Corporates are going to feel the pinch since the cost of commercial paper has risen by 10-15 bps in a single day. Moreover, banks will certainly pass on the increase in their cost of funds to borrowers.
At least in the short run, you could see credit becoming costly, said Sunil Pant, chief general manager, financial control, State Bank of India.
The 3-month AAA-rated commercial paper was quoting at 10.75-11.00% on Wednesday, a 25 bps rise over Tuesdays levels. Yields on AAA-rated 10-year corporate bonds have risen by 10 bps and are up by a whopping 100 bps since mid-June.

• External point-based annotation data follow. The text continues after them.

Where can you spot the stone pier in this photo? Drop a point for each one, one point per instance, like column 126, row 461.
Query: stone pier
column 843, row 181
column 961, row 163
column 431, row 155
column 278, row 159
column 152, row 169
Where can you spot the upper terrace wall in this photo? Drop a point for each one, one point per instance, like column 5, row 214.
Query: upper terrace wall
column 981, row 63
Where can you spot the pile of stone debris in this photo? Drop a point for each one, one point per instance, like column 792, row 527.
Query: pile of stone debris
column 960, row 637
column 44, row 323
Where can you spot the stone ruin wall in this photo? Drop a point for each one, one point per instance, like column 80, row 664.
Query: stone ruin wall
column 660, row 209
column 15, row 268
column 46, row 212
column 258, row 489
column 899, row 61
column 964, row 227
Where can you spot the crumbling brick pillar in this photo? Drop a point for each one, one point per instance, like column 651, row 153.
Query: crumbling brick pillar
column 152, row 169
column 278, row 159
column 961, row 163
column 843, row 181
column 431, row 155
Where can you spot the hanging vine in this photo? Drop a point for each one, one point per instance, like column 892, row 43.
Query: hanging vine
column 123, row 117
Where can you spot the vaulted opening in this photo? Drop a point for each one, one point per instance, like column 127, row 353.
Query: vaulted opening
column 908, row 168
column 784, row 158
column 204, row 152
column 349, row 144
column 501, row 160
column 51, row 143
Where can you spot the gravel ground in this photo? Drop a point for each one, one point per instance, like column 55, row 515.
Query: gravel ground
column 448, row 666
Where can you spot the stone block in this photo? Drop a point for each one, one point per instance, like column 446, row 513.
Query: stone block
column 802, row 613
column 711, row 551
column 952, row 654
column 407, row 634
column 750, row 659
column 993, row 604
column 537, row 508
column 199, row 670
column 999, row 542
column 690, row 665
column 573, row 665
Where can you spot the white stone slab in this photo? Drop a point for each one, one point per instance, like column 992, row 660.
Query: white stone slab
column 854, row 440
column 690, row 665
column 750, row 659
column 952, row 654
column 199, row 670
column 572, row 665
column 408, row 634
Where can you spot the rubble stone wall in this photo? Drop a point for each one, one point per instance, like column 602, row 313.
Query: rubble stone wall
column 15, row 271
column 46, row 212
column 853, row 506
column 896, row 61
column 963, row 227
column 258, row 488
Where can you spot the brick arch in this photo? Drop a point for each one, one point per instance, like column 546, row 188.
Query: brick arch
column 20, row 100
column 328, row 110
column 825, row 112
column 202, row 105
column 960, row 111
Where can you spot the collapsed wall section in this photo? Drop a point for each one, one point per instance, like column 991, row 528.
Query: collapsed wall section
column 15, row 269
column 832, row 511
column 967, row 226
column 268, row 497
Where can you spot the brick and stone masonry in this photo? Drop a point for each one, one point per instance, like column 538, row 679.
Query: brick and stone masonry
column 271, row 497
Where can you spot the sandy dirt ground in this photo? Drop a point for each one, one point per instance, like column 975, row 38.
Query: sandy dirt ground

Issuances have halted with only two players hitting the market since the beginning of this month, dealers said.
Meanwhile, smaller banks, which have a greater dependence on bulk deposits, may soon need to tweak short-term deposits rates to attract cheaper money. If the measures are not rolled back, its possible deposit rates will start to go up, BA Prabhakar, chairman & managing director, Andhra Bank, said.
On Tuesday, the RBI capped banks borrowings from the repo tender at 0.5% of deposits of each individual bank instead of imposing a system-wide limit of R75,000 crore as it had done earlier. The central bank also said that banks must maintain 99% of their cash reserve ratio (CRR) requirements on a daily basis instead of the earlier 70%.
Its hard to call the market but the yield on the benchmark will now realign itself higher, Manish Wadhawan, head of interest rates at HSBC, said. Treasury heads believe yields could rise further once banks start maintaining CRR at the higher levels from July 27.
The 10.25% is now the floor for the call money rate and there could be occasional spikes, said a treasury official at Bank of India.
Indian banks were already sitting on substantial mark-to-market losses as bond yields have surged ever since the RBI announced its first set of measures on July 15. Tuesdays measures have tightened liquidity even further. The banking systems investment in government securities as on June 12 was Rs 21.73 lakh crore or 30% of the total deposits. Banks hold these securities in three categories held-to-maturity (HTM), available-for-sale (AFS) and held-for-trading (HFT).
Banks are mandated to keep only 23% of their deposits in government securities under statutory liquidity ratio (SLR)norms. Banks are allowed to keep 25% of the SLR portfolio in HTM. Therefore, roughly Rs 16 lakh crore worth of bonds will have to be marked to current market levels.
With the rise in yields, the government bond auctions could also get hit. Wadhawan of HSBC said cutoffs at the upcoming bond auctions could be higher. It is very possible that the devolvement at the auctions increases, said Sandeep Bagla, senior vice-president at ICICI Securities Primary Dealership.
The RBI will auction Rs 15,000 crore worth of government bonds on Friday. At last weeks Rs 12,000 crore bond auction, around Rs 3,527 crore was devolved on primary dealers.
However, the auction of two treasury bills on Wednesday went smoothly, even though the cutoff was at at 11% for 91-day T-bills. A marginal Rs 700 crore worth of bids for the 91-day T-bills was rejected.